A supine and almost flippant explanation of neglect in a matter which was serious if the allegations were true.

He affirmed also that one of the French officers had pointed out to him on a chart the very place where they intended to settle. It was in what is now known as Frederick Henry Bay, in the south of Tasmania.* (* Backhouse Walker, Early Tasmania page 15.)

The governor took prompt action. He at once fitted out the armed schooner Cumberland - the vessel in which Flinders afterwards sailed to Mauritius - and placed her under the command of Acting-Lieutenant Robbins. She carried a company of seventeen persons in all, including the Surveyor-General, Charles Grimes; for Robbins was also instructed to take the schooner on to Port Phillip after finding the French, and to have a complete survey made.

Robbins was directed to ascertain where the French ships were; to hand to Baudin a letter, and to lay formal claim to the whole of Van Diemen's Land for the British Crown; to erect the British flag wherever he landed; and to sow seeds in anticipation of the needs of settlers, whom it was intended to send in the Porpoise at a later date. It was a bold move, for had Baudin's intentions been such as he was now suspected of entertaining, the one hundred and seventy men under his command would surely have had little difficulty in disposing of the handful whom young Robbins led.

But no assertion of force was necessary at all, and one can hardly read the letters and despatches bearing upon the incident without feeling that the proceedings fairly lent themselves to the ridicule which the nimble-witted French officers applied to them. Baudin and his people had not gone to Frederick Henry Bay; they had not planted the tricolour anywhere in Tasmania; they had not even called at any port in that island. Instead, they were discovered quietly charting, catching insects, and collecting plants at Sea Elephants Bay, on the east of King Island, which, it will be remembered, they had missed on the former part of their voyage.

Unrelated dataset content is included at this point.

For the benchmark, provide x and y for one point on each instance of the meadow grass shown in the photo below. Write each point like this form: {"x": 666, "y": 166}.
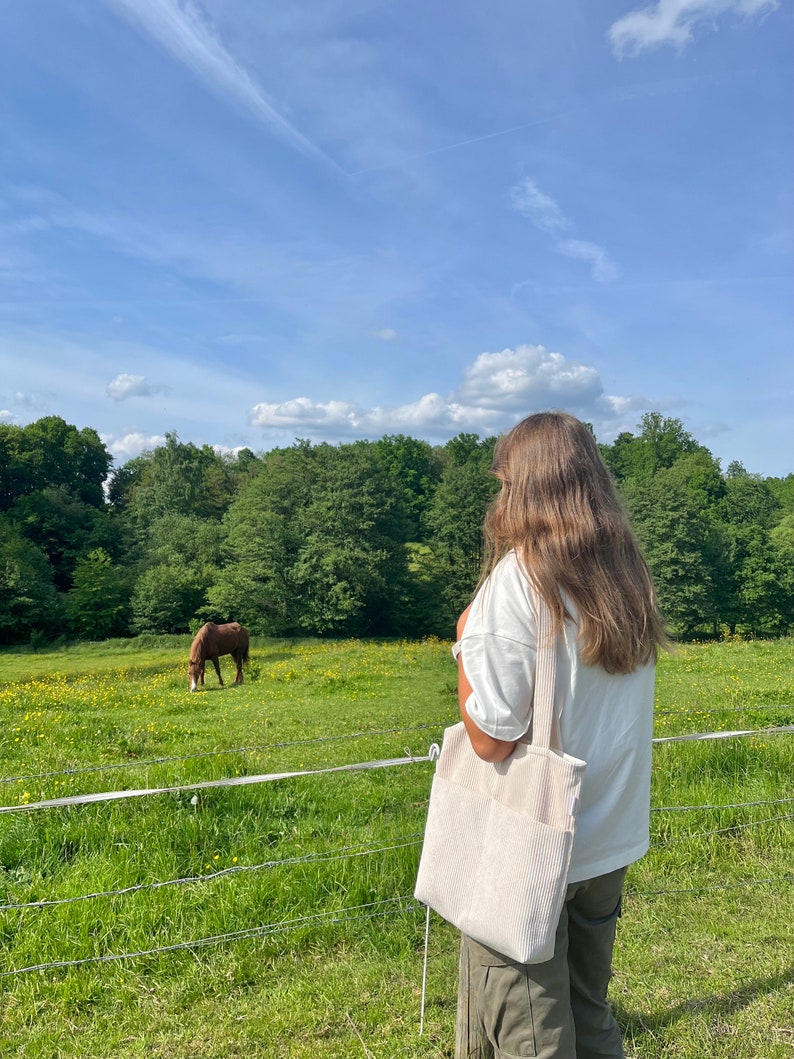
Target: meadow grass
{"x": 308, "y": 880}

But Acting-Lieutenant Robbins was young, and was surcharged with a sense of the great responsibility cast upon him. A more experienced officer, having delivered his message, might have waited quietly alongside the French until they finished their work, and then seen them politely "off the premises," so to speak; in which event Governor King's purpose would have been fully served and no offence would have been given. But instead of that, after lying at anchor beside Le Geographe for six days, on friendly and even convivial terms with the French, Robbins landed with his army of seventeen stalwarts, fastened the British flag to a tree over the tents of the naturalists, had a volley fired by three marines - he was doing the thing in style - and, calling for three cheers, which were lustily given, formally asserted possession of King Island.